Some people buy fancy weed buckets, but we use five-gallon pails that in previous lives held everything from vanilla frosting to driveway sealer.
People who live in communities that have a (blandly named) town transfer station have an advantage over communities where the municipality sends trucks out to collect trash. Town dumps usually have places where residents can pick up items that others have thrown away – everything from planks to bicycles. Those without town dumps should check out yard sales to find items for the garden. Or try Freecycle.org, an internet site, where people list things they don’t want; recent Portland postings offered a “push lawnmower” and “Greenhouse plant pots – several dozen, various sizes.” One man’s trash is another’s treasure.
Repurposing just takes creativity. Some gardeners use landscape fabric to keep down weeds between their rows of vegetables. A lower-cost, more environmentally friendly method is to put down cardboard – either picked up at a grocery story or recycled from any shipping boxes you receive. You could use newspapers, too, if you saved them throughout the winter for use during gardening season. (You are reading the local paper, aren’t you?)
Free bricks are a windfall, too. You may be able to pick them up from neighbors who are changing the hardscaping in their yard, or at the town dump. All of our walks, a patio and our driveway are paved with free bricks. Admittedly, it took four decades, but except that we are filling in the former garden pool (too much work and not enough bloom in the now-shady site), it would be all done.
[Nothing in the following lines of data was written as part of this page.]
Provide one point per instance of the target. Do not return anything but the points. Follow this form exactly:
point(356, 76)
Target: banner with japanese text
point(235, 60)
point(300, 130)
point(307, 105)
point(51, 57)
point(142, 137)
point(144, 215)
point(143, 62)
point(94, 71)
Using logs and sticks from any trees you cut down can be tricky. If the trees are healthy, fine. If killed by winter moth, that’s OK too, because the moth isn’t in the tree now. But if the tree was killed by disease, maybe not. Assuming yours pass the test, logs can be used to make raised beds and seats, and the sticks to make fence posts and trellises.
Driving by commercial sites where trees have been planted, you probably have noticed plastic bags around the new plantings. These keep the soil moist without the necessity of coming back to the site every day to water them. My editor tells me of someone who fills an empty wine bottle with water, pushes it quickly into the soil, the neck down, letting the water slowly dribble out over time, using this same principle on rose bushes. I asked Hargest if people could also keep the cost of gardening down by sharing seedlings or seeds, and she said that is usually done as a neighbor-to-neighbor exchange.
“I do know of some closed Facebook groups, including one run by the Master Gardeners, where people will offer leftover materials,” she said. “And sometimes farmers will offer seedlings that they aren’t going to be able to use.”
The Master Gardeners also hold garden days each spring where they provide seedlings and seeds to gardeners in community gardens or in subsidized housing communities.
Many neighborhoods have plant exchanges in the spring, which could be a cost savings.
But whether looking for the plants themselves or the materials to build the structure of a garden, the important part is to keep an open mind and be creative.